An inductance of 2H carries a current of 2A. To prevent sparking when the circuit is broken, a capacitor of 4$\mu$F is connected across the inductance. The voltage rating of the capacitor is of the order of :

• A. 1000 V
• B. 10 V
• C. 100 V
• D. $10^4$ V

Answer 1

Answer: (A)

1000 V

Answer 2

When a circuit containing an inductor is suddenly broken, the current through the inductor tries to drop to zero instantaneously. This rapid change in current (dI/dt) induces a very large electromotive force (EMF) across the inductor, given by $V = -L \frac{dI}{dt}$. This high induced voltage can cause sparking across the breaking contacts.

To prevent this sparking, a capacitor is connected across the inductance.

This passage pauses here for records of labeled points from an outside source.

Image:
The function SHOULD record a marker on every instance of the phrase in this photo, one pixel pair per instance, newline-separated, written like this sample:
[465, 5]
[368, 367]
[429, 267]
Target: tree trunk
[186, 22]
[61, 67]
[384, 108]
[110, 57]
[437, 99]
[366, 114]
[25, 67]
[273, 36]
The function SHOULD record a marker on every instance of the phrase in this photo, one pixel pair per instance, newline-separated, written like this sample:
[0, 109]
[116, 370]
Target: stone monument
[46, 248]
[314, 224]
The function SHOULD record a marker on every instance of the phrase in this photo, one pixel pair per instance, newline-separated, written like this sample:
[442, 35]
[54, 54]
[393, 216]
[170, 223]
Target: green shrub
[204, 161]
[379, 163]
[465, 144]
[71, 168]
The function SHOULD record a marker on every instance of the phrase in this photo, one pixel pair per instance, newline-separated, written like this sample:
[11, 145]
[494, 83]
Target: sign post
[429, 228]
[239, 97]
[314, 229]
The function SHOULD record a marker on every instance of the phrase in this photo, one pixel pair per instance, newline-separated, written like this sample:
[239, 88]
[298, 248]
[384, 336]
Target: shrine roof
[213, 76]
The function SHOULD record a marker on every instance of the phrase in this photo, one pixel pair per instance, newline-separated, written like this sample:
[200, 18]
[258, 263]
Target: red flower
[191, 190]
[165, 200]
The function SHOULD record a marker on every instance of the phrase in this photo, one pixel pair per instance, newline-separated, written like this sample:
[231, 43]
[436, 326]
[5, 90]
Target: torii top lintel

When the circuit is broken, the energy stored in the inductor is transferred to the capacitor. By the principle of conservation of energy, the maximum energy stored in the inductor will be transferred to the capacitor, leading to a maximum voltage across the capacitor.

The energy stored in an inductor is given by: $E_L = \frac{1}{2}LI^2$

The energy stored in a capacitor is given by: $E_C = \frac{1}{2}CV^2$

Where: $L$ = inductance $I$ = current $C$ = capacitance $V$ = voltage across the capacitor

To prevent sparking, the energy stored in the inductor is completely transferred to the capacitor: $E_L = E_C$ $\frac{1}{2}LI^2 = \frac{1}{2}CV^2$ $LI^2 = CV^2$

We need to find the voltage rating of the capacitor ($V$). So, we rearrange the formula: $V^2 = \frac{LI^2}{C}$ $V = \sqrt{\frac{LI^2}{C}} = I\sqrt{\frac{L}{C}}$

Given values: Inductance, $L = 2$ H Current, $I = 2$ A Capacitance, $C = 4 \mu F = 4 \times 10^{-6}$ F

Substitute the values into the equation: $V = 2 \times \sqrt{\frac{2}{4 \times 10^{-6}}}$ $V = 2 \times \sqrt{\frac{1}{2 \times 10^{-6}}}$ $V = 2 \times \sqrt{0.5 \times 10^6}$ $V = 2 \times \sqrt{50 \times 10^4}$ $V = 2 \times \sqrt{50} \times \sqrt{10^4}$ $V = 2 \times \sqrt{50} \times 10^2$

We know that $\sqrt{50} = \sqrt{25 \times 2} = 5\sqrt{2}$. $V = 2 \times 5\sqrt{2} \times 100$ $V = 10\sqrt{2} \times 100$ $V = 1000\sqrt{2}$

Using the approximate value $\sqrt{2} \approx 1.414$: $V \approx 1000 \times 1.414$ $V \approx 1414$ V

The voltage rating of the capacitor should be able to withstand this peak voltage. The calculated voltage is approximately 1414 V, which is of the order of 1000 V.